Il Professore. Come Gullit e Rijkaard, arrivato in Olanda dal Suriname. E cresciuto ad Amsterdam, quindi all’Ajax. Solo tre stagioni e la Sampdoria pesca il suo talento: ad appena 19 anni, giostrava la squadra a suo piacimento. Carisma e professionalità incredibili, tali da richiamare immediatamente il Real Madrid. Vincerà tutto. E vincerà pure una chiamata dall’Inter, che nel 1999 è forse la squadra più forte d’Europa con la coppia Vieri-Ronaldo e vuole certificarlo pure in Coppa Campioni. Tre stagioni complicate, complici situazioni che andavano ben oltre il campo. Nel 2002, lo swipe con il Milan: vi rimarrà 10 anni. Dietro la cattedra, a insegnare calcio. A vincere altre due delle quattro Champions League totali.

Centravanti: Van Basten

Il Cigno di Utrecht. Il centravanti più forte di sempre, forse. Di sicuro il più sfortunato. Sei stagioni all’Ajax, poi il Milan di Sacchi: di cui si fa non solo rifinitore, ma anche certezza. Gol su gol, l’amore di San Siro in anni in cui la Milano da bere era totalmente ai suoi piedi, una divinità con i veri gradi d’onnipotenza. Per il resto: tre Palloni d’Oro, Fifa World Player, il primo a segnare quattro gol in una partita di Champions. Unico ad aver segnato a ogni squadra di Serie A affrontata (insieme a lui solo Piola, neanche CR7 ci è riuscito). E una caviglia che l’ha sempre e solo tormentato, costringendo il mondo al Canto del Cigno arrivato semplicemente troppo presto.

La panchina

Stekelenburg: una finale del Mondiale da protagonista e la chiamata della Roma. Sembrava una storia pronta a durare: 2 stagioni di alti e bassi. Pressione, questa maledetta.

De Jong: botte da orbi e visione da gioco. Lo acquistò il Milan nel 2012 dopo una corte serratissima. Non certamente indimenticabili, le sue quattro stagioni.

Jonk: al posto giusto, al momento giusto. Nel 1993, l’Inter lo acquista dall’Ajax per 10 miliardi, insieme a Bergkamp. 67 presenze e 13 reti: vinse la Coppa Uefa del ’94.

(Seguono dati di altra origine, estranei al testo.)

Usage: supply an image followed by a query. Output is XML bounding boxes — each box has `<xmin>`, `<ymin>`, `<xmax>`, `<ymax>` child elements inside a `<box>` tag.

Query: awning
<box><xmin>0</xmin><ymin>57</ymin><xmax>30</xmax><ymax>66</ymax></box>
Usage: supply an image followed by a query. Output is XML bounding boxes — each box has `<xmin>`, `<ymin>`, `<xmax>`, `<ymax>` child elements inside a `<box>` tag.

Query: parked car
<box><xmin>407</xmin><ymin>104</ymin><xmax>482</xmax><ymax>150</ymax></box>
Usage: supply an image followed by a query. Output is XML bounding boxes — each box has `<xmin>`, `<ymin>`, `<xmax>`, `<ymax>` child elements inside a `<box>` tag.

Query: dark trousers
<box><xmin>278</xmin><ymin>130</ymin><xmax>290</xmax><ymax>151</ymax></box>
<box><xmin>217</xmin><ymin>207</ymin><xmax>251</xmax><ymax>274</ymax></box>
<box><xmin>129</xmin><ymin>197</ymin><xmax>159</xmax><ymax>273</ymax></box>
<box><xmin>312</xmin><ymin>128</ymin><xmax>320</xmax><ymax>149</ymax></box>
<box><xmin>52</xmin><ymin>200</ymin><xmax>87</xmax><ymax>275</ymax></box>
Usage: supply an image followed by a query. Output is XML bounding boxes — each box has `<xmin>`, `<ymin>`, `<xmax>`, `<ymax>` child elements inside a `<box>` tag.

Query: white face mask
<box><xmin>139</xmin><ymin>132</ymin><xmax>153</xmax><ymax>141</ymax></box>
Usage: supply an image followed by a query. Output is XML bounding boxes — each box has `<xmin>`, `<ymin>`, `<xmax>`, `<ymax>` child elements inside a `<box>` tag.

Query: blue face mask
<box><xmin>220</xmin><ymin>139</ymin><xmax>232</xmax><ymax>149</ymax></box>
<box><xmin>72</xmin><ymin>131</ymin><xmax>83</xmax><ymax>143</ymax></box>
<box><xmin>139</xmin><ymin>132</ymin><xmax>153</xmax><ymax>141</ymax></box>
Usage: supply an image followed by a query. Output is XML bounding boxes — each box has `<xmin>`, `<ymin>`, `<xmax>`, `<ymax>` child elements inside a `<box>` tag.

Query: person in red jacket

Winter: nel 1992, la Lazio preleva questo centrocampista di carattere e corsa. Furono quattro stagioni di livello, peccato per il contorno e per ciò che dovette subire. Nel 1996, è subito titolare nell’Inter: tre annate in totale, le prime due molto positive.

Wilkes: Inter e Toro, calcio degli anni Cinquanta. Lo chiamavano il Tulipano Volante: oltre a essere stato il primo olandese in Serie A, è stato una mezzala di discreta qualità.

Kieft: il Pisa degli anni Ottanta e ancora il Torino. Arrivò in Italia con grandi aspettative, ma i toscani finirono subito in Serie B…

Kluivert: uno dei più grossi rimpianti del Milan? Chissà. Probabile che sia così, che si almeno nella top 10. Comunque, nel 1997, i rossoneri ci avevano visto giusto: Patrick Kluivert è stato un grandissimo attaccante. Non lo dimostrò a Milano (27 presenze, 6 gol), ma si superò subito dopo a Barcellona.